The findings by researchers at Washington University School of Medicine in St. Louis and Northwestern University can explain why the weakening of the circadian rhythm with age could contribute to age-related disorders, such as insulin resistance and type 2 diabetes.
"Our study establishes a detailed scheme linking metabolism and aging to the circadian rhythm. This opens the door to new avenues for treating age-related disorders and ways to restore a healthy daily circadian rhythm. It could also yield new interventions to alleviate metabolic disorders such as obesity and diabetes," said one of the lead authors, Dr. Shin-ichiro Imai.
In an earlier study, Imai demonstrated that a gene called SIRT1 was at the centre of a network that regulates aging.
SIRT1 coordinates metabolic reactions throughout the body and manages the body's response to nutrition. The gene is activated when calories are restricted below normal, which has been shown to extend the life spans of some laboratory animals.
"Under nutritional scarcity, SIRT1 may delay aging and extend life span to assure survival until food becomes more readily available," explained Imai.
The researcher had earlier shown that interfering with the circadian clock of mice led to metabolic complications, including obesity and type 2 diabetes.
The new research has linked the circadian clock to SIRT1 through a key metabolite that serves as the energy currency of the body.
Thus, the researchers have defined a biochemical mechanism by which the body's metabolic and nutritional status can directly drive the oscillation of the body's daily clock as well as influence aging and longevity.

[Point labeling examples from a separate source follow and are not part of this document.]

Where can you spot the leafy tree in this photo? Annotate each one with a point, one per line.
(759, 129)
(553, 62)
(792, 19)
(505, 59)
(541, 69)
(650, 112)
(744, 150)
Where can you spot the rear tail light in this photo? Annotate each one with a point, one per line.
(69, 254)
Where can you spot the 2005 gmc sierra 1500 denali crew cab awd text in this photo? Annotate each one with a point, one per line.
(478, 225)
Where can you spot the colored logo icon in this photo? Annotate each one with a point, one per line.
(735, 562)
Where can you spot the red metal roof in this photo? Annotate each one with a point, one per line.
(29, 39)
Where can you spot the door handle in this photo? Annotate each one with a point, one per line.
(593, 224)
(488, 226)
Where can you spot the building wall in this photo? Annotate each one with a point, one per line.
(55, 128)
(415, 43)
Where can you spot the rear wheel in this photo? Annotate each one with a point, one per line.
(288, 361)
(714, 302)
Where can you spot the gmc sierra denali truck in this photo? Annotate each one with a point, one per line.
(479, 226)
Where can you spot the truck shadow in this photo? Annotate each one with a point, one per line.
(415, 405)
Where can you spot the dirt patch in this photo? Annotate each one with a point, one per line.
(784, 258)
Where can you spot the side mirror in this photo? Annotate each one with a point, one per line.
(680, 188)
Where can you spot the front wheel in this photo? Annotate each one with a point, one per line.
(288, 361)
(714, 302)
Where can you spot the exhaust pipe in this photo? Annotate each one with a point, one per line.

The new finding points potentially to innovative ways to correct metabolic disorders and improve health as people age.
In the study on laboratory mice, the researchers found a daily oscillation of the metabolite NAD (nicotinamide adenine dinucleotide), an important compound that is the body's way of exchanging energy and moving it where it's needed.
"Seeing this striking abnormality in the NAD levels was like discovering the cause of a disease in a patient after running a blood test," said one of the co-authors of the study.

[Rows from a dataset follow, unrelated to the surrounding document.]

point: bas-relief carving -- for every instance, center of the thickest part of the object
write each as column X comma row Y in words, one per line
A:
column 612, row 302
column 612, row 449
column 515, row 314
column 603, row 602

The researchers found that the NAD rhythm was linked to the daily rise and fall of the activity of "clock" genes, the genes that serve as the gears that run the body's internal clock.

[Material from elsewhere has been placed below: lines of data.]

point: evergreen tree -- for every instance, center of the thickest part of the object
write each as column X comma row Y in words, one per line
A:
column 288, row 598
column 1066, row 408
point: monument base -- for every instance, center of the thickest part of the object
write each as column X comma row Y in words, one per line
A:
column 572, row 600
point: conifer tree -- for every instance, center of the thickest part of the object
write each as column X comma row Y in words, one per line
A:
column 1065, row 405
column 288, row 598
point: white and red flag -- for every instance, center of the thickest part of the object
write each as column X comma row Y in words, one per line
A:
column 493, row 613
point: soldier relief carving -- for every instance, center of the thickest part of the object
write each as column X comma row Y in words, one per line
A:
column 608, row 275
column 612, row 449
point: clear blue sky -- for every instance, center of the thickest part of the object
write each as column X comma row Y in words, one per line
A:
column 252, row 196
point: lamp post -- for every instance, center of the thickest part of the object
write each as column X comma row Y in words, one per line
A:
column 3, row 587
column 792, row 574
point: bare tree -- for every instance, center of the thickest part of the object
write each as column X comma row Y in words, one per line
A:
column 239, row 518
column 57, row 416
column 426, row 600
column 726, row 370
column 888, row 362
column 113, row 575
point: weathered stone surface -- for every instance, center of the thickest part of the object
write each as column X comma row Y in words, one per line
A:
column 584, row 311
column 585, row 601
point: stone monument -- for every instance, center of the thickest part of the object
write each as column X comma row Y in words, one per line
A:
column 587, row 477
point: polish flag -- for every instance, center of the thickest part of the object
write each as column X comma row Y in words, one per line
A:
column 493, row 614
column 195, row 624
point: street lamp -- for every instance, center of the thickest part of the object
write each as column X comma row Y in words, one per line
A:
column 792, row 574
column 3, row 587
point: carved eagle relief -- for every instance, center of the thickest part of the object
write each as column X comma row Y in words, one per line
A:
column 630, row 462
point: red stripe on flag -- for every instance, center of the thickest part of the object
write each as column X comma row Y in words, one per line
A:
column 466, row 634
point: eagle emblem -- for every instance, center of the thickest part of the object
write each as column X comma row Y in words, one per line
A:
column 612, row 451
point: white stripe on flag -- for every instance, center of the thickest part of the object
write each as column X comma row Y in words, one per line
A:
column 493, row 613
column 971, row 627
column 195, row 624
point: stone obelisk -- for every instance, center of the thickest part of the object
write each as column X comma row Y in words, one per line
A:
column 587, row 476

Also, they discovered that the clock genes directly interact with a biochemical process that produces NAD.
NAD is required for SIRT1 to function, suggesting that SIRT1 activity increased and decreased along with NAD oscillation in the mice.
Studying the mice under controlled conditions of light and dark, the researchers established the details of the NAD-SIRT1-clock gene loop and showed that it functions in liver and fat cells.
"We showed that this feedback cycle is driven by NAD. Because NAD levels reflect nutrition and energy levels, NAD's link to the circadian and aging mechanisms makes them sensitive to the nutritional status of the organism," said Imai.
The study has been published in the online edition of the journal Science.